Otro de los experimentos de Ariely consistía en hacer un test en el que se pagaba en función de las respuestas acertadas, siendo los correctores los propios examinandos. En uno de los grupos se leía antes un código de honor, en otro los 10 mandamientos y en un tercero nada. El fraude era generalizado en este último y casi inexistente en los primeros. Finalmente se ha comprobado también el efecto del conflicto de intereses en las decisiones. En una de las pruebas, se revelaba que las personas eran más proclives a recetar tratamientos más caros si eso les beneficiaba económicamente, aunque fueran menos beneficiosos para el paciente.. 

Estas realidades nos pueden resultar más o menos deprimentes, pero como decía Serrat, «nunca es triste la verdad, lo que no tiene es remedio». O quizás hay que enfocarlo de otra manera más positiva: los seres humanos somos frágiles moralmente, pero podemos mejorar si establecemos los sistemas adecuados. 

Lo primero que necesitamos, como hemos visto, es que nos vigilen. Por eso son necesarias normas sobre  transparencia y protección de denunciantes de corrupción, y también órganos independientes y especializados de control. Muchas de esas herramientas ya existen. Sin embargo, los políticos de manera sistemática tratan de anularlas o debilitarlas. El informe del Estado de Derecho de la Fundación Hay Derecho, por ejemplo, revela la creciente reticencia -y rebeldía- de las instituciones a dar la información como les obliga la Ley.  Hay además una tendencia negativa en cuanto a órganos de control. Es preocupante la nueva ley del Gobierno PP-Vox de Baleares, que reduce la transparencia y cierra la Agencia Antifraude. En Madrid se ha reformado el Consejo de Transparencia en una línea que parece debilitarlo, como se ha señalado aquí y aquí.   En  Valencia el nuevo Gobierno ha reducido las obligaciones de transparencia (aquí), aunque al menos se mantiene la agencia antifraude, que había sido puesta como ejemplo a nivel europeo.
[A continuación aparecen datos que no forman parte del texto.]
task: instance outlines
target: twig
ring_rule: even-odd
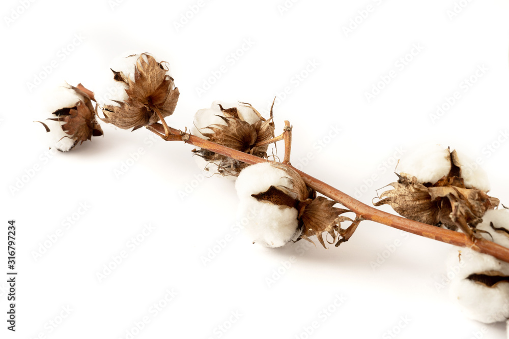
[[[160,124],[154,124],[150,127],[149,129],[154,133],[162,134],[164,132],[164,128]],[[189,134],[182,135],[181,131],[171,127],[168,127],[168,130],[172,134],[180,136],[180,140],[183,140],[187,143],[205,148],[236,160],[251,165],[267,161],[265,159],[232,149],[193,135]],[[172,138],[171,140],[179,139],[178,138]],[[309,187],[341,203],[357,215],[362,216],[362,218],[365,220],[371,220],[376,223],[383,224],[442,242],[470,248],[474,251],[489,254],[509,263],[509,249],[503,246],[484,238],[472,239],[470,237],[458,232],[431,226],[379,210],[354,199],[339,190],[293,167],[291,165],[288,164],[286,165],[296,171]]]

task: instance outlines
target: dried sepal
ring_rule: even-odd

Tampoco el Gobierno nacional parece tener mucho interés en este control: hace más de un año que se aprobó la ley de protección del denunciante de corrupción y el Gobierno sigue sin constituir la Autoridad Independiente de Protección al Denunciante que la ley prevé y la Directiva europea exige (a punto de publicar de esto post ha aparecido un proyecto de Real Decreto sobre el estatuto de esta autoridad, dando un plazo para alegaciones de… siete días hábiles).

Por otra parte, son útiles también instrumentos que nos recuerden nuestras obligaciones morales. Por eso tiene sentido la creación de códigos éticos. Por eso Hay Derecho va a colaborar con España Mejor para la elaboración de un código ético para los políticos españoles, a cuyo cumplimiento trataremos de comprometer a los políticos.

Muy relacionado con el tema anterior está la cuestión de los conflictos de interés. Aunque ya existe una Oficina de conflictos de intereses, el caso reciente de la esposa del Presidente demuestra que o bien no tiene las competencias adecuadas o no funciona.  Es necesario una nueva regulación y una actividad muchos más intensa y rigurosa de este organismo, como ha señalado recientemente Miriam González Durantez en el Financial Times.

Todo esto no solo es importante, sino también urgente. Los estudios citados advierten que la  deshonestidad es contagiosa y crea tolerancia. Es decir, que si las personas de alrededor son corruptas, será más fácil que nosotros caigamos en lo mismo; y que una vez que se cometen pequeños actos deshonestos, se tiende a cometer otros más graves. Atajar la corrupción desde el principio es por tanto la única forma de evitar su generalización. Esperamos –y debemos exigir– que los políticos abandonen los discursos falaces y hagan lo que se demuestra que es eficaz.